Oggi però ci costringe a parlarne il "maestro dei fatti", Marco Travaglio, uno dei pochissimi che si è ostinato a difendere la Guzzanti. Anzi è lui ad accusare tutti gli altri, quelli che si sono tappati le orecchie, che sono fuggiti dalla piazza o hanno rigraziato il cielo d'esservi scampati.

Travaglio ci fa la sua spocchiosa lezioncina: "Possibile che non vi siate accorti che quella di Sabina era citazione? Dante condannò Bonifacio VIII per le stesse ragioni per cui la Guzzanti condanna Ratzinger: l'ingerenza nella politica".

Una citazione??? No, non ce ne siamo accorti.

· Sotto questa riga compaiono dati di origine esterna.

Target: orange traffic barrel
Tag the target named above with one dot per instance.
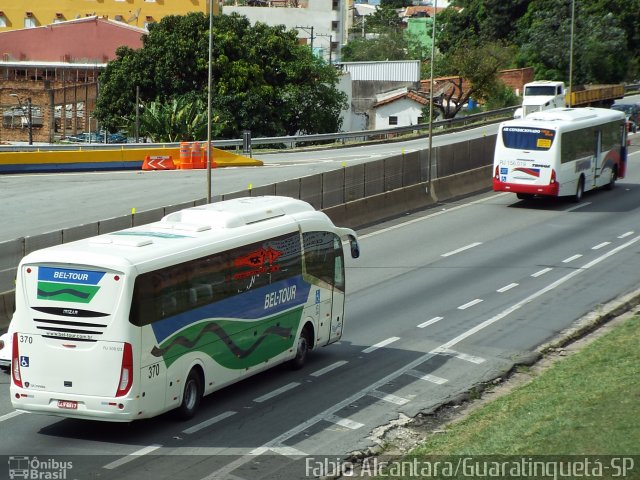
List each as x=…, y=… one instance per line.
x=185, y=156
x=197, y=159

Forse Dante ha mai parlato di diavoli "frocioni e attivissimi" come punizione per un Papa agli inferi?

Dante si limitò a prevedere (Inf.canto XIX, 52-53) l'arrivo di Bonifacio VIII all'inferno (era infatti ancora in vita mentre Dante scriveva) nel girone dei simoniaci. In quel girone i condannati erano infissi a testa in giù nella roccia per aver comprato con il denaro beni spirituali. E ai tempi di Dante si diceva che Papa Bonifacio avesse "comprato" la tiara, inducendo l'abdicazione di Celestino V. Niente a che fare il "peccato", niente a che fare la condanna.

Dov'è dunque la citazione che avrebbe ispirato la forsennata esibizione della Guzzanti? Ma ammettiamo che ci fosse qualche vaga corrispondenza, basterebbe per dare un senso a quello sproloquio? La Guzzanti condanna Ratzinger come Dante eccetera eccetera, ma dov'è finito il senso della misura? E quello del ridicolo?

Travaglio s'impanca ogni giorno a richiamare ai fatti questo o quello, come se lui ne avesse l'esclusiva. Fa il giornalista, scrive libri forcaioli, va in tivvù da Santoro: in effetti non gli serve conoscere la Divina Commedia. Ma un bignami a casa ce l'avrà pure: prima di dare lezioni, verifichi i fatti.